Do you feel that your home mortgage payments are crushing you?
Would lower mortgage payments go a long way to making your life easier and freeing up some cash for other essential expenses?
Well, you will be glad to learn that mortgage payment options are not set in stone and that there are a number of things you can do to bring down the high mortgage bill. If you are like most homeowners, you have had to cut down on your grocery budget, eliminate most entertainment and cable subscriptions, and even deny yourself and the family many things just to save a little more each month. Here are the five more ways that you can lower mortgage payment today.
- Just Pay More
The oldest trick in the book to clear your mortgage debt early is to simply pay more. Use a mortgage calculator to see how much longer you would need to pay if you add a little more to the principal—even if just $100. Depending on the type of mortgage you are surfacing, increasing the amount you pay should automatically reduce the amount you will end up paying and shorten the duration of the loan by months or even years. Read your contract to be sure that you will not incur any prepayment penalties when you pay more than stated in the loan contract. When you decide to pay a little extra, be sure that it is applied to the principal balance and not just set aside as an advance for the next payment.
- Refinance Your Mortgage Loan
The most effective way in which a homeowner can save money on mortgage is by refinancing it to lower interest loan. Lowering the interest rates on your monthly payments go a long way to help you save money on interests. Although there are always costs associated with mortgage loan refinancing, if you do your homework well and get the best deal, you will save a lot more than the refinancing fees. Refinancing is the most practical way to save money, pay less monthly premiums, and reduce the length of your mortgage loan. Your decision whether to refinance or not should be based on two factors: the difference between the current loan interest and the potential new interest and the age of the loan.

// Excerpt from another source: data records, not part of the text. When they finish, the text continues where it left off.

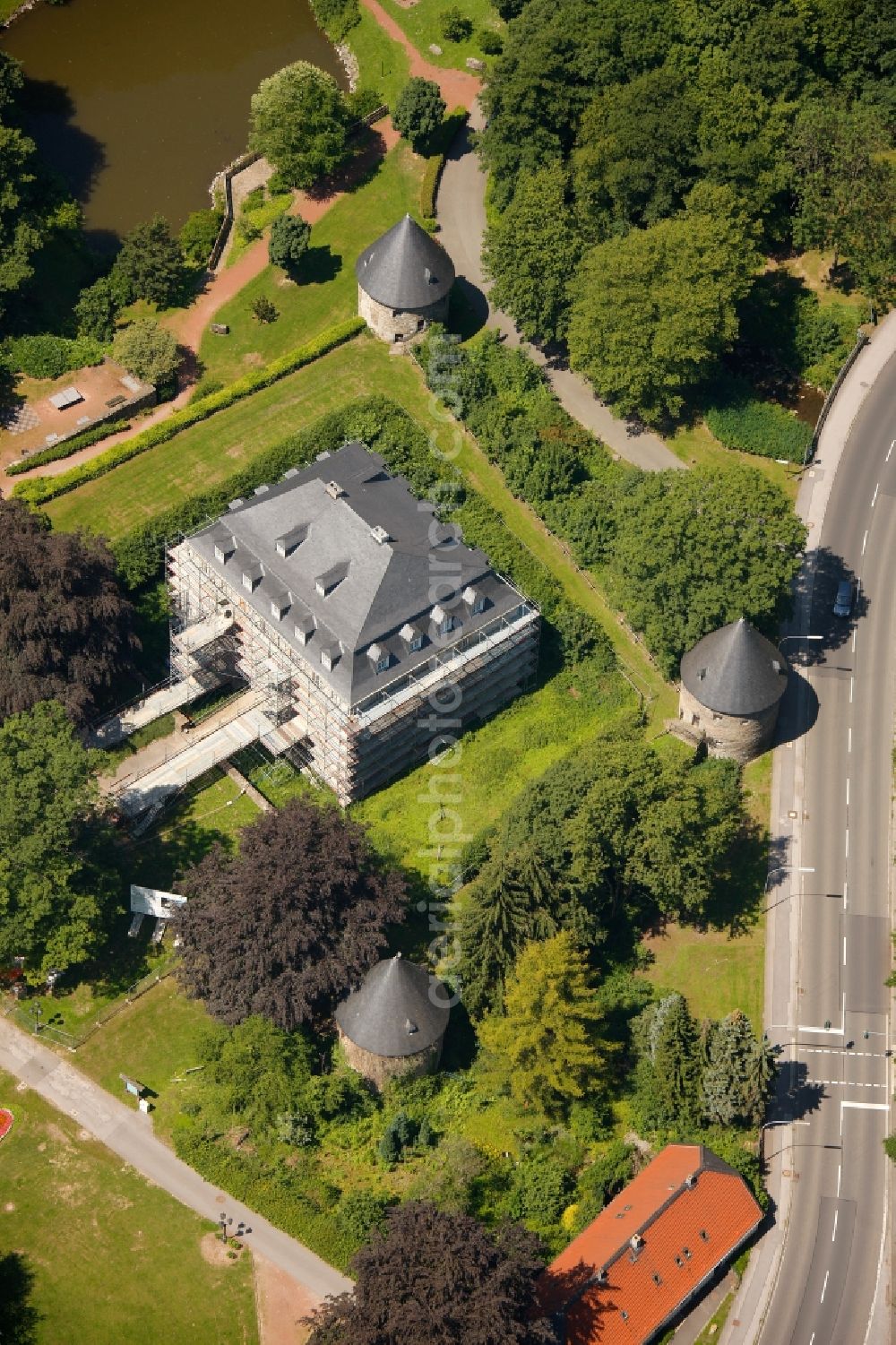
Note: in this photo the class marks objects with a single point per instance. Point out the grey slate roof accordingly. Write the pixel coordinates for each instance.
(405, 268)
(735, 670)
(399, 1011)
(349, 590)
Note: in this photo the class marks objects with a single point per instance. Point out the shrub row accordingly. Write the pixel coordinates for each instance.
(42, 488)
(69, 445)
(436, 163)
(762, 428)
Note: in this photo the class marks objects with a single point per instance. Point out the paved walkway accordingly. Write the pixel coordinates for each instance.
(129, 1134)
(461, 218)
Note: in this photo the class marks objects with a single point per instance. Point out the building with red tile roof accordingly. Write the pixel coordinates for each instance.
(651, 1250)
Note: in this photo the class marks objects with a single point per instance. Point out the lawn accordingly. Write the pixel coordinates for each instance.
(421, 23)
(327, 290)
(109, 1253)
(723, 967)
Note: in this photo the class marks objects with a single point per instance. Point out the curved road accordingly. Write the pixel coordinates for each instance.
(831, 907)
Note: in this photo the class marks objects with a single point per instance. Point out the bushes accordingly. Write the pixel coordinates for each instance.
(47, 487)
(762, 428)
(69, 445)
(51, 357)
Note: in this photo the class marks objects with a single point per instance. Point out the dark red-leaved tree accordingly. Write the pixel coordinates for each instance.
(66, 631)
(434, 1277)
(286, 927)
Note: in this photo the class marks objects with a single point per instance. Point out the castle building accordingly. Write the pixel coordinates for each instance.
(731, 687)
(394, 1022)
(367, 631)
(404, 280)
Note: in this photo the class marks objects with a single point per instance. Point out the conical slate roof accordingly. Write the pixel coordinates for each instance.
(735, 670)
(405, 268)
(399, 1011)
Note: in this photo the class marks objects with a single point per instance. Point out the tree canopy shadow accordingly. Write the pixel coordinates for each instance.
(19, 1318)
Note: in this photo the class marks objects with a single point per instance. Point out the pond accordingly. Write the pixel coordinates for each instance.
(139, 102)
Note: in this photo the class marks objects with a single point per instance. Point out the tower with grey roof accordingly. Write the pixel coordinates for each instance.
(404, 281)
(369, 631)
(394, 1022)
(732, 684)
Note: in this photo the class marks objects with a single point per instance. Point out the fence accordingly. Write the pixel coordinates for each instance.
(861, 341)
(23, 1016)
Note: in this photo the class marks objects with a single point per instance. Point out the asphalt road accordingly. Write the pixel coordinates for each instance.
(831, 901)
(461, 222)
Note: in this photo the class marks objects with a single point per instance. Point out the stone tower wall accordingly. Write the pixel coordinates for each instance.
(735, 736)
(380, 1070)
(399, 324)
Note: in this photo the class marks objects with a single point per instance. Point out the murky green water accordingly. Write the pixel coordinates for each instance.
(139, 102)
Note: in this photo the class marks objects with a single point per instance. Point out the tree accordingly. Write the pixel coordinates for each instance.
(530, 252)
(542, 1047)
(418, 110)
(147, 350)
(435, 1278)
(289, 236)
(289, 924)
(66, 633)
(836, 172)
(54, 899)
(300, 123)
(150, 265)
(654, 309)
(97, 309)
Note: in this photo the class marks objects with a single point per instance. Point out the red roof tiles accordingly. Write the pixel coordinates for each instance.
(655, 1243)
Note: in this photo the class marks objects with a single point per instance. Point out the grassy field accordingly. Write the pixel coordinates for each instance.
(327, 289)
(421, 23)
(109, 1253)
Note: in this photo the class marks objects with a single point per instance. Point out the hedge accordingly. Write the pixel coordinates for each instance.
(69, 445)
(42, 488)
(436, 163)
(762, 428)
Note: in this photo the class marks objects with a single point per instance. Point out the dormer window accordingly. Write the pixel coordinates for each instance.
(412, 636)
(378, 657)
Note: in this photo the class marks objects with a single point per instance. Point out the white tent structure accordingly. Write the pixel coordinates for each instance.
(151, 901)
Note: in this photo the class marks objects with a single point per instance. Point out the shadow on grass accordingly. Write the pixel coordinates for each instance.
(19, 1318)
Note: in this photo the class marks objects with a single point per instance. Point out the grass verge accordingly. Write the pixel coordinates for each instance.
(107, 1248)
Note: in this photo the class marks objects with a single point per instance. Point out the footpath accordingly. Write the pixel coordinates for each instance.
(756, 1293)
(129, 1134)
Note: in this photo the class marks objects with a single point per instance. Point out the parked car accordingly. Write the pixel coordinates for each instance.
(844, 600)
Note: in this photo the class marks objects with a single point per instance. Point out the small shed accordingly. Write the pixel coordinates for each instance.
(731, 687)
(394, 1022)
(404, 280)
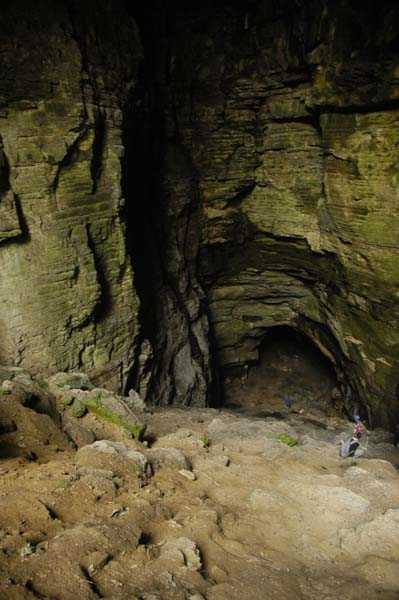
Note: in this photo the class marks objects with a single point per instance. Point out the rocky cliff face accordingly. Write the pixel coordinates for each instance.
(287, 118)
(66, 297)
(260, 181)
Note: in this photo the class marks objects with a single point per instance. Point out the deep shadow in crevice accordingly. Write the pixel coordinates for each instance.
(291, 372)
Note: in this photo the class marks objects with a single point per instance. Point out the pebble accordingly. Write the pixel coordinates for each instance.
(188, 474)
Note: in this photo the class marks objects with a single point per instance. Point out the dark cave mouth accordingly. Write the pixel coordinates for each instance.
(291, 370)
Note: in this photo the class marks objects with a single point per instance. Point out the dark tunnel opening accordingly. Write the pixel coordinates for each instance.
(291, 373)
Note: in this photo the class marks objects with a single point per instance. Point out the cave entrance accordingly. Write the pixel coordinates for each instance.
(291, 368)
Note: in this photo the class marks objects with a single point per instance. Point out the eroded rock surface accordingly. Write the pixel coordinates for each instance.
(220, 506)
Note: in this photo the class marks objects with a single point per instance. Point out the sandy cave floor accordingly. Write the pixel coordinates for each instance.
(226, 511)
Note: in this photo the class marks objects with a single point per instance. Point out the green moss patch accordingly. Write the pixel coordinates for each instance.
(136, 430)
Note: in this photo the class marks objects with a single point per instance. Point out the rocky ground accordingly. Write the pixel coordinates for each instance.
(209, 504)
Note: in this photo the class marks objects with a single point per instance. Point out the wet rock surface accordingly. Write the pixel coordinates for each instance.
(212, 504)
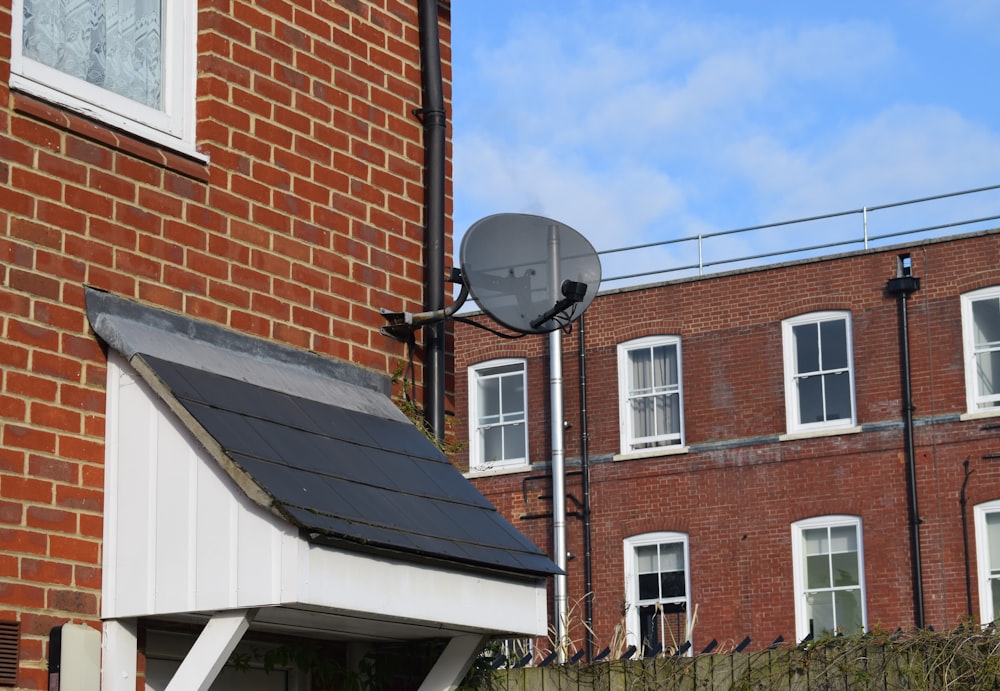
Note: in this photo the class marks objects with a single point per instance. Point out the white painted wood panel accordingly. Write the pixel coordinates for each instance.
(182, 537)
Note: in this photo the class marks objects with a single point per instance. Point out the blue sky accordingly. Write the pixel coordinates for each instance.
(640, 121)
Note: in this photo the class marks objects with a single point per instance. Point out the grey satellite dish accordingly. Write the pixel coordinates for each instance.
(529, 273)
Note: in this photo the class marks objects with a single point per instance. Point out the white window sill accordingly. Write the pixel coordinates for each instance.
(980, 414)
(826, 432)
(499, 470)
(651, 453)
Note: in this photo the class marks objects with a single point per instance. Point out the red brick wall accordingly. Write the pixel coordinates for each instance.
(306, 219)
(737, 498)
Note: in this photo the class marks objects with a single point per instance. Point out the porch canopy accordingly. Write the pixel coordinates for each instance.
(249, 485)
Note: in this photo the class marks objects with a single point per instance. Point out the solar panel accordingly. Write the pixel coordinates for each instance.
(350, 476)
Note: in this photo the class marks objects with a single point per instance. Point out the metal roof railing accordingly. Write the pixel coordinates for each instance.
(705, 240)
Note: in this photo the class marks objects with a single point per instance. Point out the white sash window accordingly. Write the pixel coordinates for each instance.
(128, 63)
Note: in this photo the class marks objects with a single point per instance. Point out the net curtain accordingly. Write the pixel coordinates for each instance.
(113, 44)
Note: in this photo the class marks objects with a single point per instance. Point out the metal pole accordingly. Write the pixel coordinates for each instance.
(558, 459)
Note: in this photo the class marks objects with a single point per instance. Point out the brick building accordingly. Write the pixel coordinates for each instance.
(203, 206)
(745, 445)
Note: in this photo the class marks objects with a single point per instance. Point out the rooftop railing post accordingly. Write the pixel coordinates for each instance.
(701, 266)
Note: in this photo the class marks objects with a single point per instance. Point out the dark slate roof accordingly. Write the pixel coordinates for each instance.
(316, 441)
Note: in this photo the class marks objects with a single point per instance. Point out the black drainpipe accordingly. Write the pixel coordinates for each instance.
(588, 589)
(902, 286)
(965, 538)
(434, 119)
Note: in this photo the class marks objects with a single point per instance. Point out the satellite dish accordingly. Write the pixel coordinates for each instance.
(529, 273)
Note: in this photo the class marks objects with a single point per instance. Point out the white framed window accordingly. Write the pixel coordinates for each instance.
(981, 345)
(829, 576)
(987, 521)
(819, 371)
(651, 401)
(498, 405)
(657, 590)
(128, 63)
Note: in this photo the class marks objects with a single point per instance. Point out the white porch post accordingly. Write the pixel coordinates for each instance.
(455, 661)
(119, 646)
(210, 652)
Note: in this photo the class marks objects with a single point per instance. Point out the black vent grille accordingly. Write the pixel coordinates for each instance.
(10, 637)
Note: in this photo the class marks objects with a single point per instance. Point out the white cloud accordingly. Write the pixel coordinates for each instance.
(637, 123)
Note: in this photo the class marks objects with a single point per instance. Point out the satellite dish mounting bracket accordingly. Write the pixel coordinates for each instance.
(402, 325)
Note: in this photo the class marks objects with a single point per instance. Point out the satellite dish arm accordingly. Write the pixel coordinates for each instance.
(403, 324)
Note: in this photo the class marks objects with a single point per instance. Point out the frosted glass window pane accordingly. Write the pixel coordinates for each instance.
(114, 44)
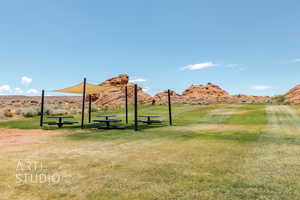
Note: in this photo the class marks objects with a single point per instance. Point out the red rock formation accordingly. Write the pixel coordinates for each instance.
(162, 97)
(209, 93)
(115, 97)
(293, 95)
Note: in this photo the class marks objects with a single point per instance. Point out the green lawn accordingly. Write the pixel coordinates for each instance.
(212, 152)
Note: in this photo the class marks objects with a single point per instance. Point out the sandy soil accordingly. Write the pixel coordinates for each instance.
(16, 136)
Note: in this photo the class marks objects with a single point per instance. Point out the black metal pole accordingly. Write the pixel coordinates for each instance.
(42, 108)
(135, 108)
(170, 108)
(126, 104)
(83, 103)
(90, 108)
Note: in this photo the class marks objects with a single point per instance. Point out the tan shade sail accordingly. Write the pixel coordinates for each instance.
(78, 89)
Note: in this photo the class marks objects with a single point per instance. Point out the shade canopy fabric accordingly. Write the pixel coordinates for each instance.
(78, 89)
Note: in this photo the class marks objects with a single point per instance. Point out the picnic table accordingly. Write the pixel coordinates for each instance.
(107, 122)
(106, 116)
(60, 121)
(149, 120)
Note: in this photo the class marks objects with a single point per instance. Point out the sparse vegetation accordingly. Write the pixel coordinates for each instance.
(8, 113)
(212, 152)
(279, 99)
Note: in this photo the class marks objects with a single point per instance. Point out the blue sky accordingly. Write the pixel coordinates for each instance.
(250, 47)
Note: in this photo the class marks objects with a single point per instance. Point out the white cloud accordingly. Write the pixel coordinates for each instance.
(233, 65)
(26, 80)
(261, 87)
(138, 80)
(295, 60)
(5, 88)
(146, 89)
(32, 91)
(199, 66)
(18, 90)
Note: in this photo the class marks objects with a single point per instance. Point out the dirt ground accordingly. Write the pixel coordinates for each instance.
(16, 136)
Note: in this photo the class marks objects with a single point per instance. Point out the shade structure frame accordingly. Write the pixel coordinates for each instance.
(89, 89)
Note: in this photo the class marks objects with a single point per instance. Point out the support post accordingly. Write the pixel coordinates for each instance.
(83, 103)
(170, 108)
(135, 108)
(90, 108)
(42, 108)
(126, 104)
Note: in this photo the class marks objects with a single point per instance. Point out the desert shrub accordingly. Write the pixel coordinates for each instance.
(30, 112)
(8, 113)
(48, 111)
(280, 99)
(18, 112)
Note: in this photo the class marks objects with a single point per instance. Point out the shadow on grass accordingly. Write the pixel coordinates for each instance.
(150, 133)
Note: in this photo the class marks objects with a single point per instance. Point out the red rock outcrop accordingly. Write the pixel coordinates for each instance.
(293, 95)
(209, 93)
(115, 97)
(162, 97)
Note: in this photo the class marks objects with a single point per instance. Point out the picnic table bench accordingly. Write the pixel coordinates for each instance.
(149, 120)
(107, 122)
(60, 123)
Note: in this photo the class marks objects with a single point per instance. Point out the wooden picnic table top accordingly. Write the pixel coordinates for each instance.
(62, 117)
(149, 116)
(107, 120)
(106, 116)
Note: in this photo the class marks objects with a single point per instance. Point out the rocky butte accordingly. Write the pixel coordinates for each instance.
(293, 95)
(195, 94)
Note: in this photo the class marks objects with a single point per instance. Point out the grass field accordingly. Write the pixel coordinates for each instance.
(212, 152)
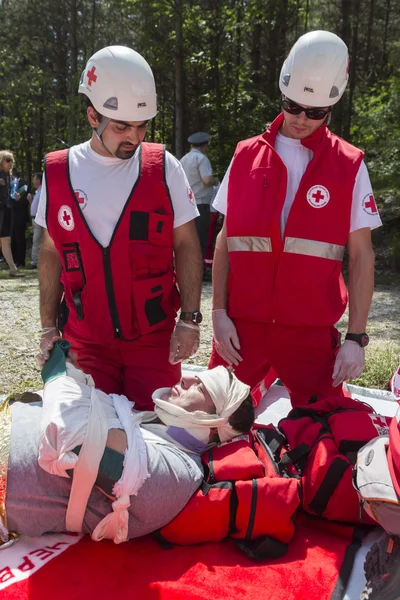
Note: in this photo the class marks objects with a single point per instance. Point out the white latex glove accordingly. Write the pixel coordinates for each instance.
(185, 341)
(48, 338)
(225, 336)
(349, 362)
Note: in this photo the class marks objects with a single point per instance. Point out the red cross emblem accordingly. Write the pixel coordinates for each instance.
(80, 197)
(378, 420)
(191, 195)
(380, 423)
(318, 196)
(92, 78)
(369, 204)
(65, 218)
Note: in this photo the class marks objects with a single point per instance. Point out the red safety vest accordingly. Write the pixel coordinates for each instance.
(244, 494)
(127, 289)
(327, 435)
(297, 280)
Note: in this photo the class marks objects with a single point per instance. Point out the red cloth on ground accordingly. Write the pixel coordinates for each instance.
(141, 569)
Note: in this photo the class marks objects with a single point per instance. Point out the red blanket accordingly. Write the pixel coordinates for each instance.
(316, 567)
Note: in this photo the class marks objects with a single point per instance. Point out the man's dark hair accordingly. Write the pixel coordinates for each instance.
(242, 420)
(89, 103)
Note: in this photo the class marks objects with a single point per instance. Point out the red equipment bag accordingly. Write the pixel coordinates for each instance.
(331, 431)
(244, 495)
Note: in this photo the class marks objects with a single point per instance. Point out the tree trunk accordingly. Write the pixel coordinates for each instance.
(179, 87)
(353, 68)
(385, 37)
(367, 60)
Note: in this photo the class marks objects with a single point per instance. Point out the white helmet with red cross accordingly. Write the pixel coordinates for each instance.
(120, 84)
(316, 71)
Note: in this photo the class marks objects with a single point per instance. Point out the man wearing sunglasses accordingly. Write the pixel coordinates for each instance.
(294, 198)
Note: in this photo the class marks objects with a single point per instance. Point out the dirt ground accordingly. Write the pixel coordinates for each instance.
(20, 326)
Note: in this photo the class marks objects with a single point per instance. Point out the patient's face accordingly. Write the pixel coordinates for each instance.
(191, 395)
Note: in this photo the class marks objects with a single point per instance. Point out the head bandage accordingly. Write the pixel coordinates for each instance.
(227, 394)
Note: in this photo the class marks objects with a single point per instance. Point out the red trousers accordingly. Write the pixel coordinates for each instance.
(134, 369)
(302, 357)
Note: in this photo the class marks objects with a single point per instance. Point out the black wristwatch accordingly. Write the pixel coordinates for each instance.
(195, 317)
(362, 339)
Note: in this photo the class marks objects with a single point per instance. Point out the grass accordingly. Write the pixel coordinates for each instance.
(380, 365)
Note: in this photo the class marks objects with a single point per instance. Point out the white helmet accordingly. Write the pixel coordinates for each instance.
(120, 84)
(316, 71)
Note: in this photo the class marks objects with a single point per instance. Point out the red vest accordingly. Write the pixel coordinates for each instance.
(243, 496)
(127, 289)
(297, 280)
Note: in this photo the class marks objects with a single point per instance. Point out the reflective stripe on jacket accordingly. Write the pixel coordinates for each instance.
(297, 280)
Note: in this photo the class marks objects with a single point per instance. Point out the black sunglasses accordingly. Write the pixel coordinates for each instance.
(315, 114)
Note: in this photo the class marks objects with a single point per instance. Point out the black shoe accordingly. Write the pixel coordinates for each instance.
(382, 570)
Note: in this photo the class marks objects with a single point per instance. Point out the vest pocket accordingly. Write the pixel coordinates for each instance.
(154, 301)
(153, 227)
(74, 279)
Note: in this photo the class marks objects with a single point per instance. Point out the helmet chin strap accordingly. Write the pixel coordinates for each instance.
(99, 132)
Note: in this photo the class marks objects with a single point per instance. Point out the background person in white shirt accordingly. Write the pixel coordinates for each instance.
(200, 176)
(37, 230)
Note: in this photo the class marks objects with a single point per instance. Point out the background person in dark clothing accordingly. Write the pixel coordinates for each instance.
(19, 217)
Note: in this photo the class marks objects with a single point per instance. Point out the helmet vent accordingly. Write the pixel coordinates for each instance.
(334, 92)
(111, 103)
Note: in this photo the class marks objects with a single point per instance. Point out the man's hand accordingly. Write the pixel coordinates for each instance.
(225, 336)
(47, 340)
(349, 362)
(185, 341)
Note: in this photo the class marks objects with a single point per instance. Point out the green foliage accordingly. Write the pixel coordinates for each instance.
(231, 52)
(380, 365)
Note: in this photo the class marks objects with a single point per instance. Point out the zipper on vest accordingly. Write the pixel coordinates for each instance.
(110, 293)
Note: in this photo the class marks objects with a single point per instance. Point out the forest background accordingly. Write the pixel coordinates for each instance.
(216, 65)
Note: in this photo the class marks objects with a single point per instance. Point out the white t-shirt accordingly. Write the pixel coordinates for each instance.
(103, 184)
(296, 157)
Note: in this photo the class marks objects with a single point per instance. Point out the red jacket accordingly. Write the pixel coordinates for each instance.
(297, 280)
(127, 289)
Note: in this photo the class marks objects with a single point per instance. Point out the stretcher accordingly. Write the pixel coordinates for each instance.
(320, 564)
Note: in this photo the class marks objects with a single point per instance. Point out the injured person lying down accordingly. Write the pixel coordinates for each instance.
(84, 461)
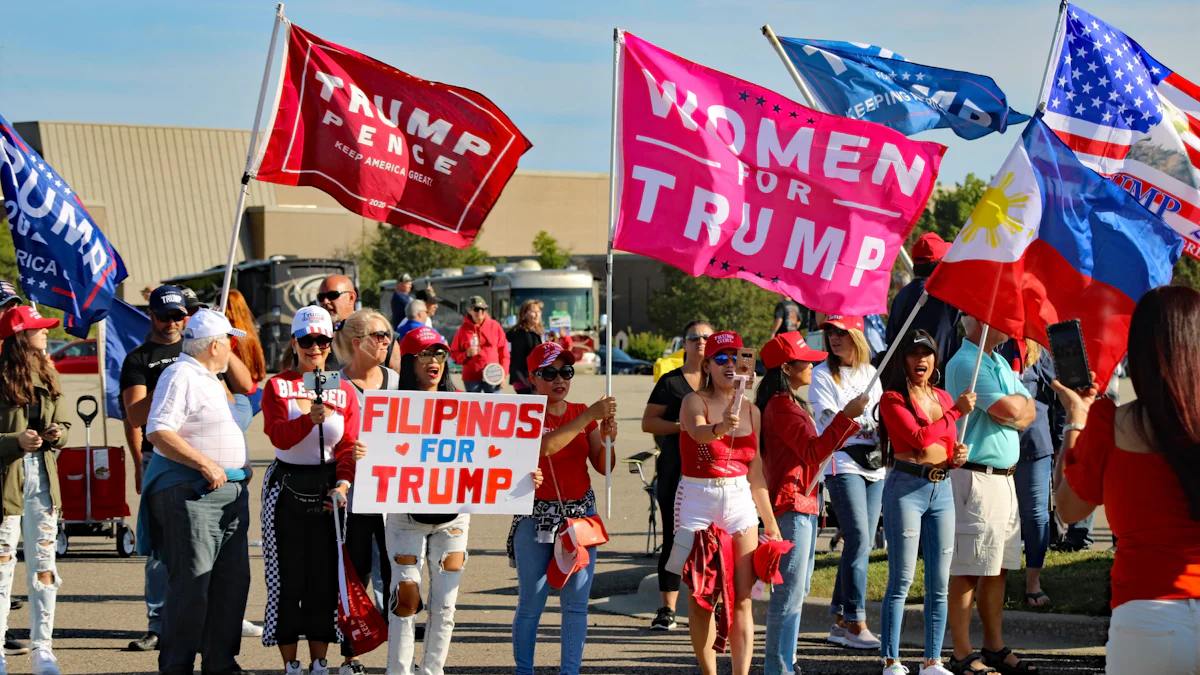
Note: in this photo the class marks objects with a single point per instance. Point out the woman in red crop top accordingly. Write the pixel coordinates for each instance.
(793, 455)
(315, 444)
(723, 484)
(1143, 463)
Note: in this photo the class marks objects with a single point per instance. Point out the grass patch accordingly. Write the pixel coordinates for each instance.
(1078, 583)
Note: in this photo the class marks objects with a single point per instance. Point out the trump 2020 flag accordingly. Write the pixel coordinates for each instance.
(1053, 240)
(724, 178)
(64, 260)
(1128, 117)
(876, 84)
(421, 155)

- Do Away With, Or Find A Cheaper Homeowners Insurance
Most mortgage companies require homeowners who make a down payment of 20 to 25 percent or less on their mortgage to take a private mortgage insurance (PMI). If you fall into this category, it is possible for you to petition the lender to cancel the insurance when your mortgage balance falls below a certain percentage of the home’s appraised value, typically 80 percent. At this point, you can lower your premiums by either shopping around for a cheaper loan or doing away with it in entirety. There are insurance companies that can bundle your home policy with your car insurance—take advantage of the lower rate and request a higher deductible.
- Make Bi-Weekly Payments
Rather than continue making monthly payments, you can arrange to make bi-weekly mortgage payments. For instance, if you pay $1,200 per month, you can begin making bi-weekly payments of $600. How will this help? Well, at the end of the year, you will have made 26 half payments, which translates to 13 full payments. This means that you will have made 13 payments instead of 12 a year, without even “feeling” it. The extra payment will add to your principal and will go a long way to reduce the length of your mortgage loan and reduce the mortgage interest you will pay in the long run.
- Contest Your Tax Assessment
Your mortgage is made up of four factors: the principal, interest, insurance, and taxes. The property taxes are calculated based on the value of the house as assessed by the county. Most homeowners are not aware that they can challenge the assessment of their homes. Most local governments still use pre-recession assessment values which are actually higher than they should be. If you feel that your house is overvalued, it is within your right to challenge it. If have your way, there will be a reduction in the amount of tax you pay and consequently, the monthly mortgage payments you make. After this re-assessment, continue paying the same amount you have been making and the extra amount will go towards lowering the principal and interest of the loan, and shortening the duration of the loan.